Actually, the first thought in my head (as well as the second through five hundredth) was "Snow day! ". And you can't tell me that you don't understand enjoying a physical pickup basketball game (or footy, whatever your cup of tea may be) better than being pampered at some spa thing. Also, I don't subscribe to the whole guns/cars thing as manly (couldn't give a billionth of a damn about horsepower or rifle scopes), I was just using the word because I couldn't think of a better word to describe how the sense of accomplishment from making the blizzard my bitch outweighs the desire for comfort.
Also, we can't go snowboarding here in Illinois. It's too flat.
Rocinante2: you know Rocinante2: its easy to dismiss the orioles as a bad team ofanrex: go on Rocinante2: i'm done Rocinante2: lmao
If this thread has taught me one thing it's that the only thing more annoying than people complaining about the weather is people complaining about people complaining about the weather. People complaining about people complaining about people complaining about the weather, on the other hand, is all good.
Neato Torpedo wrote:You try to make me jelly with that but we're all badasses for going through the tough weather. We're men, dammit, we don't put a premium on comfort. So you can sit there in your SoCal weather walking your designer Puggle on a 70 degree night, but the rest of us know you'd fall apart and bitch endlessly if you transplanted up here and faced 8 foot high drifts of snow in a 50 mph wind.
js
I'm sure the first thought in your head while shoveling snow isn't how manly, manly a man you are, but Spring can't get here any sooner. Toughing out the snow, let alone shooting a helpless deer doesn't make you a man, sunshine.
...and if it snows in California, we go snowboarding. That's a manly activity, fancy that.

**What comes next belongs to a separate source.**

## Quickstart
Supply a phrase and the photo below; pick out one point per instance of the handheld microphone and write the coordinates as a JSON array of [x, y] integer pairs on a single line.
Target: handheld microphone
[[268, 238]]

Actually, the first thought in my head (as well as the second through five hundredth) was "Snow day! ". And you can't tell me that you don't understand enjoying a physical pickup basketball game (or footy, whatever your cup of tea may be) better than being pampered at some spa thing. Also, I don't subscribe to the whole guns/cars thing as manly (couldn't give a billionth of a damn about horsepower or rifle scopes), I was just using the word because I couldn't think of a better word to describe how the sense of accomplishment from making the blizzard my bitch outweighs the desire for comfort.

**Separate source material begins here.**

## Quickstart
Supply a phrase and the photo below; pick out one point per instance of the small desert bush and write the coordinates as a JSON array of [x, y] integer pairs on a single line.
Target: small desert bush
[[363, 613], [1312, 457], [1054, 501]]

Also, we can't go snowboarding here in Illinois. It's too flat.
Understood. The thing I find funny with some lads is how eager they are to prove their masculinity or machismo by pointing out they're toughing subzero degree weather with their shirts off... or by playing a "manly" sport like say, rugby or American football. Deep down inside, they won't admit they have some kind of insecurity with their sexuality. Also, I'm sure those folks who have houses near the burn areas, wouldn't be boasting they tough out wildfires and mudslides. That would be silly.
Personally, I love playing basketball, footie, and snowboarding because they're more fun than a trip to the spa. Not because oh, wow, it's outside my comfort zone and I get to boast about it. Going to the spa is fun too, but I've mainly done that on holiday. I can't say it's a routine thing for me; it's one of those luxuries I'd appreciate more when I'm on vacation.